I've been thinking on this issue for a while now. Our church is big on community. That is one of their core values. On Sunday, our pastor preached on Gideon. He talked about how one of Gideon's biggest flaws was his desire to pull away from others. First, he was isolated due to his apparent weakness. Then, he was isolated due to his success. Pastor Isaac said, "The community will be a blessing to the person who is willing to be a part of the community." He also made several excellent points about how we cannot allow ourselves to put ourselves above the group. We are in this together.
This is not a popular concept in today's world. Well, at least not in America. We consider privacy a God given right. We put our best foot forward. We don't cry out loud. We hold it inside and learn how to hide our feelings. That was never the plan, though. God created us for intimate (close) relationships with Himself and others. We were supposed to be involved with those around us. It was not good for man to be alone. That didn't just mean when it came to marriage. It was a truth about mankind. It isn't good to be alone. Bad things happen when you have to live alone. In movies, you get eaten by the mythical beast. In life, you get eaten by, well, life.
As I've been reading through Exodus and Leviticus. (What? You don't read Leviticus for fun? Who needs 50 Shades of Grey. Go read Leviticus 18.) It has hit me time and again how we were never intended to live life alone and in private. The sacrifices for the nation of Israel were not private. They were out in public in front of all kinds of people. When you had to get something right, it was in the blazing light of day. When you move to the Early Church, things aren't any different. We are told to confess our sins to one another, bear each other's burdens, and share in the journey together. That group of believers had everything in common. I don't think that was just money. It was their whole lives.
I know in my own life I have to go through major trauma or intense struggle before I open up. Shoot, I routinely won't write blog posts on here because I'm worried what people will think. But that isn't healthy. It isn't right. One, I then force myself into an isolating position I shouldn't be in. But two, I also rob others of the encouragement they may be needing in just that moment. How many times have I been struggling with something, only to see a post or a Facebook status or hear a sermon on that issue? Maybe I'm supposed to be that help for someone else. Instead, fear and pride shut me down again. And who is better off from that?
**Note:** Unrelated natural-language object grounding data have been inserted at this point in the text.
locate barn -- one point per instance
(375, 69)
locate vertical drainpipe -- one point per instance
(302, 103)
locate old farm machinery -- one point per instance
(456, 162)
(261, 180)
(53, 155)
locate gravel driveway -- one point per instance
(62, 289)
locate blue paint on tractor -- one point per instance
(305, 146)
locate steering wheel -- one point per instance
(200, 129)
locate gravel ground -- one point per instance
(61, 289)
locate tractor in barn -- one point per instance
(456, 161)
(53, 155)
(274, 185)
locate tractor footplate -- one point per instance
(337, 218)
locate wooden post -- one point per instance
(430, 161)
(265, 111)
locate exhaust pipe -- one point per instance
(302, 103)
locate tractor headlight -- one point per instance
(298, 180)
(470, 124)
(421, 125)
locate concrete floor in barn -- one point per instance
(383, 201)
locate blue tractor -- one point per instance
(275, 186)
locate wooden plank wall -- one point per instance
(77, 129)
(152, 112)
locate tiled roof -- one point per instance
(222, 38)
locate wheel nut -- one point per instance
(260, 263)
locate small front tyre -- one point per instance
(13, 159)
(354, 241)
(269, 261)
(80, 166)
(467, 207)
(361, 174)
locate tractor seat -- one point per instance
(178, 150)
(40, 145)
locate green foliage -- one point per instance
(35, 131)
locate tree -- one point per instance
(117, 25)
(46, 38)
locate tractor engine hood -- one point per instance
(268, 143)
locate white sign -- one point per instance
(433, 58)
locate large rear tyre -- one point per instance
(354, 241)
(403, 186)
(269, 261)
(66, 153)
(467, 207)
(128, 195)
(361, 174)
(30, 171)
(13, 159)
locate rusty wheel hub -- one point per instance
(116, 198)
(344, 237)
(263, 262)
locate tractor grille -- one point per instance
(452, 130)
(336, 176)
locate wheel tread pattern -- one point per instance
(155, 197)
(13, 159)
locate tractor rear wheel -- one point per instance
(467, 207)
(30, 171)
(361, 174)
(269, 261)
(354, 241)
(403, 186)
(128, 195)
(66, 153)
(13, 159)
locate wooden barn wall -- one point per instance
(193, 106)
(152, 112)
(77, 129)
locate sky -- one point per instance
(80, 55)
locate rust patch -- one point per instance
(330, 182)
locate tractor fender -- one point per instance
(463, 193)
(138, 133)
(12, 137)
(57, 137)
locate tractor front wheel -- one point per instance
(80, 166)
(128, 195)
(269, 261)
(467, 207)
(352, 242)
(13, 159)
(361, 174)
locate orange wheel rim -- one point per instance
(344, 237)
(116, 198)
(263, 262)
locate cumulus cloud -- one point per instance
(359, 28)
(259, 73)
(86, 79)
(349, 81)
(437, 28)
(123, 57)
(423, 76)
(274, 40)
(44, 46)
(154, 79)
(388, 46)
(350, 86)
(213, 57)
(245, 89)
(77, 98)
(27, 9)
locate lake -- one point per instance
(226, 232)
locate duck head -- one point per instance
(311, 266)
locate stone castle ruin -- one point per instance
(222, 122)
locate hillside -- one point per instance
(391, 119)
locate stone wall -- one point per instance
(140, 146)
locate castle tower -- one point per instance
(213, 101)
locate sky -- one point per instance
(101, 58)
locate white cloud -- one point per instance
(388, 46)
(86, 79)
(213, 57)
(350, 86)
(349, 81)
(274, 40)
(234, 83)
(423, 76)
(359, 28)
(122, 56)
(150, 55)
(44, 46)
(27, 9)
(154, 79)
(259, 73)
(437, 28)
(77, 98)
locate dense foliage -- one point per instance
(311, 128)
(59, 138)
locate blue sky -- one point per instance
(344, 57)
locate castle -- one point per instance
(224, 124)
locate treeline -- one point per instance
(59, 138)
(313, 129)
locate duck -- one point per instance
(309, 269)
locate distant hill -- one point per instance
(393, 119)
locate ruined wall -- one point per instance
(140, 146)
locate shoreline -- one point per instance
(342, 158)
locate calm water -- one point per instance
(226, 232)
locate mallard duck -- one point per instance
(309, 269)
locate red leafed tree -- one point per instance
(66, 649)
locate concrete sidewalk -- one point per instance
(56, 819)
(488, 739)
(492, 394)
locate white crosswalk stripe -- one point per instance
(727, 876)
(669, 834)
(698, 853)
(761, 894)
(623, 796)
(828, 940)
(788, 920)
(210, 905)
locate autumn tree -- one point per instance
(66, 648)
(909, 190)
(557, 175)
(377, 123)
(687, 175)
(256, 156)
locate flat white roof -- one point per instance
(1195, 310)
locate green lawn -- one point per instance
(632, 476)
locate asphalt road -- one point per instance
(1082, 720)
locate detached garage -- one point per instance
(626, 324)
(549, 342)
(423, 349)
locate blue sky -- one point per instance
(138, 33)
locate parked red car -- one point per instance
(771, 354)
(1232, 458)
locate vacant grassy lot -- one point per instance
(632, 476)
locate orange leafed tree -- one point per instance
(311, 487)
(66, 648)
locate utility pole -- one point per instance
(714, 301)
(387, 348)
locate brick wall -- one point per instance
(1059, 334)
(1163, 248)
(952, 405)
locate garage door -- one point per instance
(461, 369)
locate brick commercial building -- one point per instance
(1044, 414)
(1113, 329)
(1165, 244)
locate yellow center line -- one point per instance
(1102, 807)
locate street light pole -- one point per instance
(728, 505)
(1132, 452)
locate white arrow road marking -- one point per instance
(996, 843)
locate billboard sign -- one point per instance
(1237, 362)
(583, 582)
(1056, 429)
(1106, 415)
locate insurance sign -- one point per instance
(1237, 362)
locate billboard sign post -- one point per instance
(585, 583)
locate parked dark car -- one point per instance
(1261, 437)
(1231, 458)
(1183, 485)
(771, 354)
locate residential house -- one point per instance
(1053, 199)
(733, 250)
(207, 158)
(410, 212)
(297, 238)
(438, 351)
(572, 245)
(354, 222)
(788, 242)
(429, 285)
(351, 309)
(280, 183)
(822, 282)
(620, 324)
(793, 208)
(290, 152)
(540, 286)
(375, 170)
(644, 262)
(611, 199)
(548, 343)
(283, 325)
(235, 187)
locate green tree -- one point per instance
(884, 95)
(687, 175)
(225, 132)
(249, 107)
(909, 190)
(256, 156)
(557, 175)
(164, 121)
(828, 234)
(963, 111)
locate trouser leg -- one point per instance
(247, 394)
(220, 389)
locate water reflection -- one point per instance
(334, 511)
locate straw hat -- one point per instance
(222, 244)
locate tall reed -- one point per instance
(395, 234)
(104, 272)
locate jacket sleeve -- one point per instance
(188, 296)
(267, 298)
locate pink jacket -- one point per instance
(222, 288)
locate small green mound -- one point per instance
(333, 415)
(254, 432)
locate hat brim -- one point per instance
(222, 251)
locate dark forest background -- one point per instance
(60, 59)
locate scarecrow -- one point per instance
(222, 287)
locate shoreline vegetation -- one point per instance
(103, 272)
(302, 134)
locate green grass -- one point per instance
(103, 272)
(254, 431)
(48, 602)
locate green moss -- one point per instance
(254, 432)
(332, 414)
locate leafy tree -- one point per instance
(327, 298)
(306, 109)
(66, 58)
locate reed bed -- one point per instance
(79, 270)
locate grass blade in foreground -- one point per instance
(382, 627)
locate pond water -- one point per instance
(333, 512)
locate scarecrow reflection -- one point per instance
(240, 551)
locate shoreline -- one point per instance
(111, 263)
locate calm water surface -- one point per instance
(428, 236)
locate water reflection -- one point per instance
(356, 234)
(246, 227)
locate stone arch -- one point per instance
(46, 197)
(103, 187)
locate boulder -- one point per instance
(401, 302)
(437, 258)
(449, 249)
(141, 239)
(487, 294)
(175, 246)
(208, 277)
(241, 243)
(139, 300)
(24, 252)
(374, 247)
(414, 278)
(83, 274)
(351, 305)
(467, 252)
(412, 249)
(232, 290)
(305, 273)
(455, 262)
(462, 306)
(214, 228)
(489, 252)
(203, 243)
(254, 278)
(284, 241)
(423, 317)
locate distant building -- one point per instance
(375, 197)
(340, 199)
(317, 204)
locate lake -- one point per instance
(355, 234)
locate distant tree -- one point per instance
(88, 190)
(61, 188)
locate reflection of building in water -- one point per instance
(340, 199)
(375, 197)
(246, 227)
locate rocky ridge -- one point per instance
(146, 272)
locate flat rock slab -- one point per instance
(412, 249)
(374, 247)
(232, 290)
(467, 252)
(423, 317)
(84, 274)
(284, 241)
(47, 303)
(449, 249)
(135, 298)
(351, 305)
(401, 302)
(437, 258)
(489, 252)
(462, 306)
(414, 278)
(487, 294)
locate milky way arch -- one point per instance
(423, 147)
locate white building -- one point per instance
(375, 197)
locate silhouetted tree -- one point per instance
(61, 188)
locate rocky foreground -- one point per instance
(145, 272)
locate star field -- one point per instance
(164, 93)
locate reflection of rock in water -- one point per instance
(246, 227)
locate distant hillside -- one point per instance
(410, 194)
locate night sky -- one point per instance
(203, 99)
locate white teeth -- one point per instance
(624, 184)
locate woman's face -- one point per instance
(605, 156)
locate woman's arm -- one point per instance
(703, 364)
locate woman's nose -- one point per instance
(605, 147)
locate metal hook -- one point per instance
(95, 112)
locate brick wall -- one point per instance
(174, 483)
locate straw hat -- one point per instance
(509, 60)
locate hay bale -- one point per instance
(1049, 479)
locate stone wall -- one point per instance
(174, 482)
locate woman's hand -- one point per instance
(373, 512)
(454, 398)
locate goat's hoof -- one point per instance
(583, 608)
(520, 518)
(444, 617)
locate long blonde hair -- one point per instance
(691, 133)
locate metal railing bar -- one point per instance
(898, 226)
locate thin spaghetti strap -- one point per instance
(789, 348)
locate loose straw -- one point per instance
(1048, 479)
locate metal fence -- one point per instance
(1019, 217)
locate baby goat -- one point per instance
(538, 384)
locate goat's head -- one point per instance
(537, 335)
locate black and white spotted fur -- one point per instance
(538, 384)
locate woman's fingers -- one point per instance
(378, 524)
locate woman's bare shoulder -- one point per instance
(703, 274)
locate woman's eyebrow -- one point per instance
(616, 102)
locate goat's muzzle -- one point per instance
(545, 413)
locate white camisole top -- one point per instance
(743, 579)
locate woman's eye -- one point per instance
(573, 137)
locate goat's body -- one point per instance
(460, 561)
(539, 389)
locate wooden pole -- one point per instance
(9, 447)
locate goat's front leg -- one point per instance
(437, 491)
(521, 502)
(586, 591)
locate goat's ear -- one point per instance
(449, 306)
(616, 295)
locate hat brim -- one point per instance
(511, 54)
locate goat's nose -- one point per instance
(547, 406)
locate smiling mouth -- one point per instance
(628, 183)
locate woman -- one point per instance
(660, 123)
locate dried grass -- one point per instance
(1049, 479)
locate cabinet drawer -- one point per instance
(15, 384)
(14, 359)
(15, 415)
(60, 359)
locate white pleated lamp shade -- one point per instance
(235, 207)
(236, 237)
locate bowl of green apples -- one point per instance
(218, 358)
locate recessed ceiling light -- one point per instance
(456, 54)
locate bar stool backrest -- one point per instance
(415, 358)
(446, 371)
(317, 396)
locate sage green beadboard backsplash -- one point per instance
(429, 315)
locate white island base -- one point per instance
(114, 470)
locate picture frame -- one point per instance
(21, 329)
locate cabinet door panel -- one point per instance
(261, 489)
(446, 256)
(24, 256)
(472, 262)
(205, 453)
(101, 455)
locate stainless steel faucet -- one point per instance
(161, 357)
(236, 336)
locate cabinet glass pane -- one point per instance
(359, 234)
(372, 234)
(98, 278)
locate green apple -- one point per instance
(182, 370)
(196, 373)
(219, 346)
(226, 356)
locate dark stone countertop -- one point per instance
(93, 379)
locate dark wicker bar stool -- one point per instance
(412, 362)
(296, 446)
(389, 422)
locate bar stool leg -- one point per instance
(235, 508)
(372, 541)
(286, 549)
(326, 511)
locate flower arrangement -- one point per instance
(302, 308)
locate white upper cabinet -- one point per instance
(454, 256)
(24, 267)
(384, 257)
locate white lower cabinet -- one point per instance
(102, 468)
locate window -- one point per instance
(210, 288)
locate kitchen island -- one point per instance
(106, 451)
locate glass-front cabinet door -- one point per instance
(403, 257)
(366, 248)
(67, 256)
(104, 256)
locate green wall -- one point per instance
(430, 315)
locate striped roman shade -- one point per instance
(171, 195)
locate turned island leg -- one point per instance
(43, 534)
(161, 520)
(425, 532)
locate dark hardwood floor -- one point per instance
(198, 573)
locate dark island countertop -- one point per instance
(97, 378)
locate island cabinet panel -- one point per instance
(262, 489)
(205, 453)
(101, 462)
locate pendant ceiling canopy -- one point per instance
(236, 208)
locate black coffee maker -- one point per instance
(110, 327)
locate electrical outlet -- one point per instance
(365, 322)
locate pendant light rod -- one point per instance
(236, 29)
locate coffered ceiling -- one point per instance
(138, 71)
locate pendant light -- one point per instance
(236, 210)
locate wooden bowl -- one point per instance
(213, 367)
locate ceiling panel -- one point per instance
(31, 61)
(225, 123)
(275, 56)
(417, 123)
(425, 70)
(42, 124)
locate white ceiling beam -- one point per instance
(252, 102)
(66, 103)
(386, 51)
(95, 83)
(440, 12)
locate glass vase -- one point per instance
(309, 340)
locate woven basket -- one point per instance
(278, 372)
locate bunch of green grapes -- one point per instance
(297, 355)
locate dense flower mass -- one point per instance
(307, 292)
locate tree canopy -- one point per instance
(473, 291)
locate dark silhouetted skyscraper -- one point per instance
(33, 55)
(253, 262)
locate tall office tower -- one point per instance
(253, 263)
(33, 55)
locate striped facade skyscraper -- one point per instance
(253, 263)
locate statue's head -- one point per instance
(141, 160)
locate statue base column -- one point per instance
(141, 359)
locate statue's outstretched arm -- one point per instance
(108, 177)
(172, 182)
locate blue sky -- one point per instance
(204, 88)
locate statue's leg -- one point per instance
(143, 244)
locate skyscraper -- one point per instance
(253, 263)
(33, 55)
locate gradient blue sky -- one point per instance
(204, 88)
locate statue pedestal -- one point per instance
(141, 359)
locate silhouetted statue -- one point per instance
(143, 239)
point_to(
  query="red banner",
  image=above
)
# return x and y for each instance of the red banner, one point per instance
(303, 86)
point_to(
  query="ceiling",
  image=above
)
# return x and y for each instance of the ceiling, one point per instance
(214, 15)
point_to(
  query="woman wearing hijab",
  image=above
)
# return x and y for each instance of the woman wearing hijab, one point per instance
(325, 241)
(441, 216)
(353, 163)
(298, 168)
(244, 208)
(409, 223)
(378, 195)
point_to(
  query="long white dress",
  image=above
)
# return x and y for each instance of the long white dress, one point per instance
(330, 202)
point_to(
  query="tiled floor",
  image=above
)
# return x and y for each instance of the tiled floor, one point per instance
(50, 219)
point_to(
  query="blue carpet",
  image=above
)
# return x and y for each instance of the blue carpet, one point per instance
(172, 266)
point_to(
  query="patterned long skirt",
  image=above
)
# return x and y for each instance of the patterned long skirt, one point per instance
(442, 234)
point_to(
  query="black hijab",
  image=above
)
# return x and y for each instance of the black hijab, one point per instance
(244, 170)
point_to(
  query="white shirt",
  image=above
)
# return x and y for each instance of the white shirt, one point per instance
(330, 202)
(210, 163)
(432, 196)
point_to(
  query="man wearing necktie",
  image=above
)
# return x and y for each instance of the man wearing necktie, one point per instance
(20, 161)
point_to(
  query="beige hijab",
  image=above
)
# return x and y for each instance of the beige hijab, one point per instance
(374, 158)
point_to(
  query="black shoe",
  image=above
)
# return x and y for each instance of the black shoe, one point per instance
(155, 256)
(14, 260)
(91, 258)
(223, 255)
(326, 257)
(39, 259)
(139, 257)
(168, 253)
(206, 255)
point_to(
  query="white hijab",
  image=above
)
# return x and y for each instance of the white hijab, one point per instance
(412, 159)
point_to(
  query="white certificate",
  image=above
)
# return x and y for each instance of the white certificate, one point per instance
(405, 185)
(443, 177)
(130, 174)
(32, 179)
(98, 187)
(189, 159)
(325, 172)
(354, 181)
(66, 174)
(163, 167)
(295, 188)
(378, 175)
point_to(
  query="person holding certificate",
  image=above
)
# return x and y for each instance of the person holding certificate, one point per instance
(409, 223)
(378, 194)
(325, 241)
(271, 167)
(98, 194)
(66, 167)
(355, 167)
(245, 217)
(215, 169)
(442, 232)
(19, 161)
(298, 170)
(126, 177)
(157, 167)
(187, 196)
In the movie, nothing could be accomplished until all those broken, severely screwed up people put their own issues aside and agreed to work together. They had to realize that as embarrassing or terrifying it would be to trust someone else, it was the only right choice. We need to come to that point. We are all messed up. We all have issues and struggles. Not a one of us is above help or beyond it. Let's start working together on living life the right way. (Now if I was cheesier, I would try to make some clever twist on Avengers Assemble. But I'm not going to fall into that trap.)